Ami le linee essenziali, i colori tenui, i tagli classici, l’eleganza sussurrata?

Ami le fantasie sgargianti, i modelli estrosi, i dettagli vistosi?

De gustibus non est disputandum è una massima di libertà sempre valida.

Questo ci rammenta che è bene tenere a freno lingua e giudizio: ciascuno adotta il look che meglio sente addosso.

D’altra parte non siamo costretti a scegliere tra sobrio e appariscente, abbiamo a disposizione una variegata gamma di sfumature e di espressioni! Io infatti sto sempre dalla parte del free chic, uno stile rilassato, creativo, vivace: un po’ audace un po’ raffinato. Credo nella femminilità un po’ esplosiva che ha voglia di giocare con forme e abbinamenti, credo nella personalità che si veste di stagioni, di umori, di desideri…e credo nel senso della <gradevolezza>!

Il mio guardaroba trabocca di capi e colori, di piaceri che trasformo in outfit. Non vado a caccia di abiti strabilianti, eccessivi, bizzarri, non metto però troppi limiti ai miei desideri.
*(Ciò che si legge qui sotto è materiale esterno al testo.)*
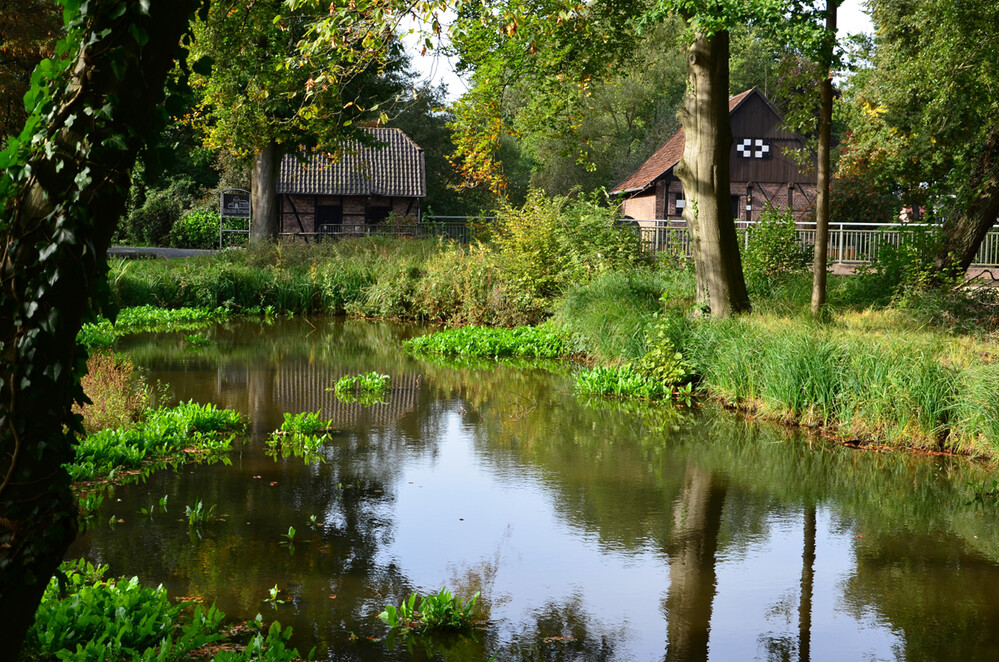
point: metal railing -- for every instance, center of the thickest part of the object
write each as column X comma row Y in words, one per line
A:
column 849, row 243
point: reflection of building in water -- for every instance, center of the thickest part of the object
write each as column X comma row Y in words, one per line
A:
column 309, row 388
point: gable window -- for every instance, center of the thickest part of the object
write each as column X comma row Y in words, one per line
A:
column 375, row 215
column 749, row 148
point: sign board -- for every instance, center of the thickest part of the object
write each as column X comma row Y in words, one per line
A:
column 235, row 204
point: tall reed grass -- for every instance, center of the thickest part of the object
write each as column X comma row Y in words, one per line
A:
column 428, row 279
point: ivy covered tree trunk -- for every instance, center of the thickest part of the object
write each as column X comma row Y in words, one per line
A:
column 821, row 255
column 61, row 192
column 263, row 194
column 963, row 236
column 704, row 173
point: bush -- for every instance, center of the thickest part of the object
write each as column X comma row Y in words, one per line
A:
column 609, row 317
column 118, row 396
column 551, row 242
column 773, row 250
column 198, row 228
column 898, row 269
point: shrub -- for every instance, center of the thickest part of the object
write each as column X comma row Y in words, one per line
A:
column 621, row 381
column 198, row 228
column 83, row 617
column 899, row 268
column 773, row 250
column 118, row 396
column 550, row 242
column 540, row 342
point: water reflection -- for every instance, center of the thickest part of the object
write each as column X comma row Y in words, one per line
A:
column 594, row 532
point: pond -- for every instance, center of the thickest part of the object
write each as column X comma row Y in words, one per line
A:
column 594, row 530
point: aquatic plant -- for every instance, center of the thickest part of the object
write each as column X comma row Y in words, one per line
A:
column 432, row 613
column 272, row 597
column 621, row 381
column 198, row 515
column 288, row 539
column 366, row 388
column 306, row 423
column 299, row 436
column 73, row 624
column 152, row 509
column 197, row 340
column 165, row 434
column 118, row 394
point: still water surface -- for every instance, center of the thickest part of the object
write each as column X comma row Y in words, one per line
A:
column 594, row 532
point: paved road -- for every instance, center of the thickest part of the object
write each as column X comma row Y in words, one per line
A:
column 134, row 251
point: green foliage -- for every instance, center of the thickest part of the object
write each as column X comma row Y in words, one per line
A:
column 774, row 250
column 897, row 269
column 163, row 434
column 366, row 388
column 85, row 617
column 307, row 446
column 552, row 242
column 102, row 333
column 435, row 612
column 884, row 390
column 151, row 223
column 306, row 423
column 859, row 191
column 197, row 515
column 609, row 317
column 923, row 110
column 467, row 285
column 536, row 342
column 198, row 228
column 118, row 395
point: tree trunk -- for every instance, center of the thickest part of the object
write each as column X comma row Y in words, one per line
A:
column 704, row 173
column 821, row 260
column 263, row 194
column 58, row 218
column 964, row 235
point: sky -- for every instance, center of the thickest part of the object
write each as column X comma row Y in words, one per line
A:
column 433, row 67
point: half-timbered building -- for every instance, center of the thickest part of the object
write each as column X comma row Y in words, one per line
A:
column 761, row 170
column 358, row 188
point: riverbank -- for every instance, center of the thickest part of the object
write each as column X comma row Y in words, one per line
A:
column 899, row 369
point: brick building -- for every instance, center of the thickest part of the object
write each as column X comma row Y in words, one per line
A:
column 359, row 188
column 760, row 170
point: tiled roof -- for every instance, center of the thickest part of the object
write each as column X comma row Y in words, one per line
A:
column 667, row 156
column 394, row 167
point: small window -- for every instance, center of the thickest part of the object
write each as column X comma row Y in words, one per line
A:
column 680, row 203
column 375, row 215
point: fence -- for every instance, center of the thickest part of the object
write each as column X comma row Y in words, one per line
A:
column 457, row 228
column 849, row 243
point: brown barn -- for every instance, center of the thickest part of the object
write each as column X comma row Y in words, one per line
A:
column 760, row 170
column 359, row 190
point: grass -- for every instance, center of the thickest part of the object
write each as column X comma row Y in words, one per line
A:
column 541, row 342
column 888, row 366
column 102, row 334
column 118, row 395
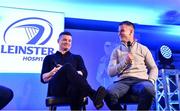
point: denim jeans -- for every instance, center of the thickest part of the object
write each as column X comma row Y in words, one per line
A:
column 143, row 89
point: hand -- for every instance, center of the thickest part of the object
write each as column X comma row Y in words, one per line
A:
column 47, row 76
column 129, row 58
column 55, row 69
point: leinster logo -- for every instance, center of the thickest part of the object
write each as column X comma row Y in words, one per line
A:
column 32, row 31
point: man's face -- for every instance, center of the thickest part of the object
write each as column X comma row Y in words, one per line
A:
column 125, row 32
column 65, row 42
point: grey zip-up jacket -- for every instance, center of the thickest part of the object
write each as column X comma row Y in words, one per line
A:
column 143, row 65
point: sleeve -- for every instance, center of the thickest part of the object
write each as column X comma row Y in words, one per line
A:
column 81, row 66
column 151, row 65
column 46, row 67
column 115, row 66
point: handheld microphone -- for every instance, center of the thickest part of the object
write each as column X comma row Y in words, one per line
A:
column 129, row 46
Fuori dagli schemi, free chic è bello. Bello di giorno e di sera, bello al lavoro o nei momenti con gli amici. È il look disinvolto perché corrisponde a me, mi riflette, mi interpreta, mi esprime! Né sobrio né appariscente, se mai personale.

Quando poi arrivano primavera ed estate si coniuga in mille modi variopinti e leggeri che a me fanno davvero giocare in combinazioni e accostamenti.

E quali sono le vetrine che attraggono di più?

Quelle che propongono un abbigliamento unconventional! Perché, diciamo la verità, l’abito è innanzi tutto il nostro umanissimo racconto. Basta schemi rigidi, basta armadi per fasce d’età, basta completi standard.

Fantasia e buon gusto possono vestirci insieme!